Orli: New AI Model Detects Text Lines and Reading Order in One Pass
Trained on 196,691 pages across 10 writing systems, Orli achieves zero-shot reading order.
Traditional OCR pipelines for historical documents split layout analysis into separate line detection and reading-order steps, often relying on brittle hand-coded heuristics that fail with marginalia, multi-column layouts, or tables. Benjamin Kiessling (ALMAnaCH) introduces Orli (Ordered Regression of Lines), which reframes both sub-tasks as a single autoregressive image-to-sequence problem. Given a page image, Orli directly generates text-line baselines in reading order using a novel chord-frame parameterization that encodes position, orientation, and local geometry via perpendicular offsets. An iterative refinement head and local visual refiner produce the final curves.
Orli was trained on a heterogeneous corpus of 196,691 pages covering ten writing systems. It marginally exceeds the previous state of the art for cBAD line detection without dataset-specific training, and reaches near-perfect coverage and ordering on multiple reading-order benchmarks in a zero-shot setting. With limited fine-tuning, it adapts to specialized out-of-domain layouts. The source code and trained model weights are released under an open license, making it readily accessible for archival digitization and document analysis workflows.

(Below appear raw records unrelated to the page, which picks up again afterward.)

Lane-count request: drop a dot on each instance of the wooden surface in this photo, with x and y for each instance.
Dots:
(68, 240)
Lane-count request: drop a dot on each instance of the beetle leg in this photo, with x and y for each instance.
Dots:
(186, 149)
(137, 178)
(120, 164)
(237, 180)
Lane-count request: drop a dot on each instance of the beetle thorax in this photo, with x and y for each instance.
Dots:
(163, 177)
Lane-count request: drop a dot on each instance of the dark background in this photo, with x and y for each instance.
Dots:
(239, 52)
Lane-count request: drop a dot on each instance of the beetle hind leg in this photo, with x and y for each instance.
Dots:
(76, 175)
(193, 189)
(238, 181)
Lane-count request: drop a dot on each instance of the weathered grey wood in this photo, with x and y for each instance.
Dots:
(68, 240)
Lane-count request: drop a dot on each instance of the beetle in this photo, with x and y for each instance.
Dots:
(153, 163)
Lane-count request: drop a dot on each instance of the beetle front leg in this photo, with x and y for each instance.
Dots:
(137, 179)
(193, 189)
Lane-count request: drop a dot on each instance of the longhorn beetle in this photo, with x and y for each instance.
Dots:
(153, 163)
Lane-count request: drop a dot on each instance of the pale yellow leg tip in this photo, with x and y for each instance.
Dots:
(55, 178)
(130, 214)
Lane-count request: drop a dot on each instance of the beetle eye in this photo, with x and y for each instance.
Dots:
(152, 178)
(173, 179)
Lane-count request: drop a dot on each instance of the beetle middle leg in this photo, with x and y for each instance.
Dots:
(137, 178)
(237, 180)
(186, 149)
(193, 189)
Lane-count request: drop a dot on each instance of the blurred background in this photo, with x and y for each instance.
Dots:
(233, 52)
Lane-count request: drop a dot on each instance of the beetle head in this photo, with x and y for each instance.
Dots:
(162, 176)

- Unifies line detection and reading order into one autoregressive model, eliminating separate heuristic post-processing.
- Trained on 196,691 pages across 10 writing systems; exceeds prior SOTA on cBAD without dataset-specific training.
- Zero-shot near-perfect coverage on reading-order benchmarks; adapts to specialized layouts with minimal fine-tuning.
Why It Matters
Orli streamlines historical document OCR by solving layout analysis end-to-end, reducing error and manual tuning.